Further analysis of fossils from one of Eastern Europe’s most important paleontological sites has led to the discovery of a new species of pangolin, previously thought to have existed in Europe during the early Pleistocene but which has not been confirmed so far.

“It’s not a fancy fossil,” said Claire Terhune, an associate professor of anthropology at the University of Arkansas. “It’s just a single bone, but it’s a new species of a bizarre genus of animal. We’re proud of that because the pangolin fossil record is extremely rare. This one just happens to be the youngest pangolin ever. discovered in Europe and the only European pangolin fossil from the Pleistocene.

pangolin humerus

The newly described specimen for the fossil pangolin species Smutsia olteniensis. Credit: Photo by Claire Terhune, University of Arkansas

The bone, a humerus – or arm bone – came from Graunceanu, a rich fossil deposit in the Oltet River Valley in Romania. For nearly a decade, Terhune and an international team of researchers have focused their attention on Graunceanu and other sites in Oltet. These sites, originally discovered due to landslides in the 1960s, have yielded fossils of a wide variety of animal species, including a great ground ape, a short-necked giraffe, rhinos and tooth-toothed cats. saber, in addition to the new species of pangolin.

Claire Terhune

Claire Terhune, University of Arkansas. Credit: University of Arkansas

“What is particularly exciting is that although some work in the 1930s suggested the presence of pangolins in Europe during the Pleistocene, these fossils had been lost and other researchers doubted their validity,” said Terhune. . “Now we know for sure that pangolins were present in Europe at least 2 million years ago.”

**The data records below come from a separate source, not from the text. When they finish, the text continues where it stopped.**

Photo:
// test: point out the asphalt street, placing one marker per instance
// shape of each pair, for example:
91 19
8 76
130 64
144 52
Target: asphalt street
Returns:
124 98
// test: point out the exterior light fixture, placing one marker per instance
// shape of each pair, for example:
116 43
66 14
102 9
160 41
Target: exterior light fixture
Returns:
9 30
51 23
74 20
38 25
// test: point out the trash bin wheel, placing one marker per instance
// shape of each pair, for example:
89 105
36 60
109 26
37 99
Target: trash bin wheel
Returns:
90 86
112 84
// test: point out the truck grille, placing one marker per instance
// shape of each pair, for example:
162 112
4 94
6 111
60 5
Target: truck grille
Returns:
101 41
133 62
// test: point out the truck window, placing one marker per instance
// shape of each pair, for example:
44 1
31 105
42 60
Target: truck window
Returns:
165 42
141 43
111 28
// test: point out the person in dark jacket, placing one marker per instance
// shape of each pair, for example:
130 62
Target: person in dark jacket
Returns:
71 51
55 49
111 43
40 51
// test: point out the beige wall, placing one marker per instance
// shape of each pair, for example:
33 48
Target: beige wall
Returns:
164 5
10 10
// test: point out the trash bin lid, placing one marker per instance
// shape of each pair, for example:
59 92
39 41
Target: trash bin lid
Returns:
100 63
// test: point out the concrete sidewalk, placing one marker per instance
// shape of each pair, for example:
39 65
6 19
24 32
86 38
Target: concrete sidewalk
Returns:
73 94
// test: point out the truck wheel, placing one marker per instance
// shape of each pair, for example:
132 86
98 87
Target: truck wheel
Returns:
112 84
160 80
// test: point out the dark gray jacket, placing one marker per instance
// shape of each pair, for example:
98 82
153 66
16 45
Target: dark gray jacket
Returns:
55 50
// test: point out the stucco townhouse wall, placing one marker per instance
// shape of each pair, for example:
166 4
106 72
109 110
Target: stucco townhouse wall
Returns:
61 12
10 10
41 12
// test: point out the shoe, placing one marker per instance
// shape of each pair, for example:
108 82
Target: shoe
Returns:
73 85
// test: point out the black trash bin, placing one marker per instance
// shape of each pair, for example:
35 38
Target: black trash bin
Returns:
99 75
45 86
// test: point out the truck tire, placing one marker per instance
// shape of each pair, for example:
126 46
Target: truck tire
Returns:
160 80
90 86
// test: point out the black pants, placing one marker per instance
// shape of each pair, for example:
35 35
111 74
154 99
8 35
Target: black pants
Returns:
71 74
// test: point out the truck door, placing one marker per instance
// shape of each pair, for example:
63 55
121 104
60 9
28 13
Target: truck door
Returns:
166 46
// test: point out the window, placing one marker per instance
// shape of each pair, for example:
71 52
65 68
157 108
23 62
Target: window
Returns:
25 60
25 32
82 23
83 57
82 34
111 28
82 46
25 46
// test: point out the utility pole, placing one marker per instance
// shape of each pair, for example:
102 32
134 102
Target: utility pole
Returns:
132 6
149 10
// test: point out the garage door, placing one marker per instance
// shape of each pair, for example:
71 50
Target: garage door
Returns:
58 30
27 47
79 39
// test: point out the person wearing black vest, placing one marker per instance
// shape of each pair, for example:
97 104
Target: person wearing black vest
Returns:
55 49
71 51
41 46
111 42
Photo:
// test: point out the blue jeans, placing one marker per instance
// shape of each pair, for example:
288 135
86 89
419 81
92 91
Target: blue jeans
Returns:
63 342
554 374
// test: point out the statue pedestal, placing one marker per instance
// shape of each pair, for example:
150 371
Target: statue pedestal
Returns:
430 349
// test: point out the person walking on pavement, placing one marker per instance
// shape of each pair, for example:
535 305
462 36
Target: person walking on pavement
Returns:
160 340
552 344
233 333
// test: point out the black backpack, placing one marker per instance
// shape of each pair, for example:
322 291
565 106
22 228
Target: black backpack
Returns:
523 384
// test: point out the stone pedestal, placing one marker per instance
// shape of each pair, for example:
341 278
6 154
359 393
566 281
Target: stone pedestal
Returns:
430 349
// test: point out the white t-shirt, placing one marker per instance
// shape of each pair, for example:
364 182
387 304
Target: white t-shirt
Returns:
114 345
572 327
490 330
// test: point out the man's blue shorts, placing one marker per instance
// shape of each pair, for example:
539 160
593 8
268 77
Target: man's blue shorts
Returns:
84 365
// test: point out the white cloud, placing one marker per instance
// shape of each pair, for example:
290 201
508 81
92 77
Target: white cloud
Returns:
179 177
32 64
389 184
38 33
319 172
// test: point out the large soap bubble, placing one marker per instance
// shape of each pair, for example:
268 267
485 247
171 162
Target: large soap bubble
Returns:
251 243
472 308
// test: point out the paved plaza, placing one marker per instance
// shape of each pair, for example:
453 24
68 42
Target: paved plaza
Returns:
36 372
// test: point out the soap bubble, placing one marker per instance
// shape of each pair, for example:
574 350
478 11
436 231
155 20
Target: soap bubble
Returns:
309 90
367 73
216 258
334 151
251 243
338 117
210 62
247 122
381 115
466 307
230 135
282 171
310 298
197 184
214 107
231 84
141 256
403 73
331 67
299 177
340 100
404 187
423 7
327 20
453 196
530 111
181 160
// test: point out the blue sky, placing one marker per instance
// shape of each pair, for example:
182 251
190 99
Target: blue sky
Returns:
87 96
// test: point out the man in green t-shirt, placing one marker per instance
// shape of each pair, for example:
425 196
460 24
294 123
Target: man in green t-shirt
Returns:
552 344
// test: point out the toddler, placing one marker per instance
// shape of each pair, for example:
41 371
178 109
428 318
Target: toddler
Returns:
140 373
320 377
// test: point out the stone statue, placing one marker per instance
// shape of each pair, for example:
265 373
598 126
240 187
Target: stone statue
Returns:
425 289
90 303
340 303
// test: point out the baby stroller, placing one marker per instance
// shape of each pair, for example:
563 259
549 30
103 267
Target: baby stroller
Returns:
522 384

Modern pangolins exist in Asia and Africa. Often called scaly anteaters, they look a bit like the armadillos that roam the southern United States. With scales from head to tail, they are sometimes mistaken for reptiles, but modern pangolins are actually mammals and are more closely related to carnivores. They are also among the most illegally trafficked animals in the world. According to the World Wildlife Fund, the eight species of pangolins living on two continents range from “vulnerable” to “critically endangered”.

The new pangolin fossil is between around 1.9 and 2.2 million years old, putting it in the range of the Pleistocene epoch, which was around 2.6 million years ago about 11,700 years ago. The identification of this fossil as a pangolin is significant because previous research suggested that pangolins disappeared from European paleontological records during the Middle Miocene, more than 10 million years ago. Previous work has speculated that pangolins were being pushed into more tropical and subtropical equatorial environments due to global cooling trends.

As Europe’s youngest and best-documented fossil pangolin and Europe’s only Pleistocene fossil, the new species revises a previous understanding of pangolin evolution and biogeography. Smutsia olteniensisas the new species is called, shares several unique traits with other living members of the genus Smutsiecurrently only found in Africa.

Reference: “The youngest pangolin (Mammalia, Pholidota) in Europe” by Claire E. Terhune, Timothy Gaudin, Sabrina Curran and Alexandru Petculescu. December 21, 2021, Journal of Vertebrate Paleontology.
DOI: 10.1080/02724634.2021.1990075

This work was published in the Journal of Vertebrate Paleontology. Terhune’s collaborators were Sabrina Curran from Ohio University, Timothy Gaudin from the University of Tennessee at Chattanooga, and Alexandru Petculescu from the Emil Racovita Institute of Speleology in Bucharest.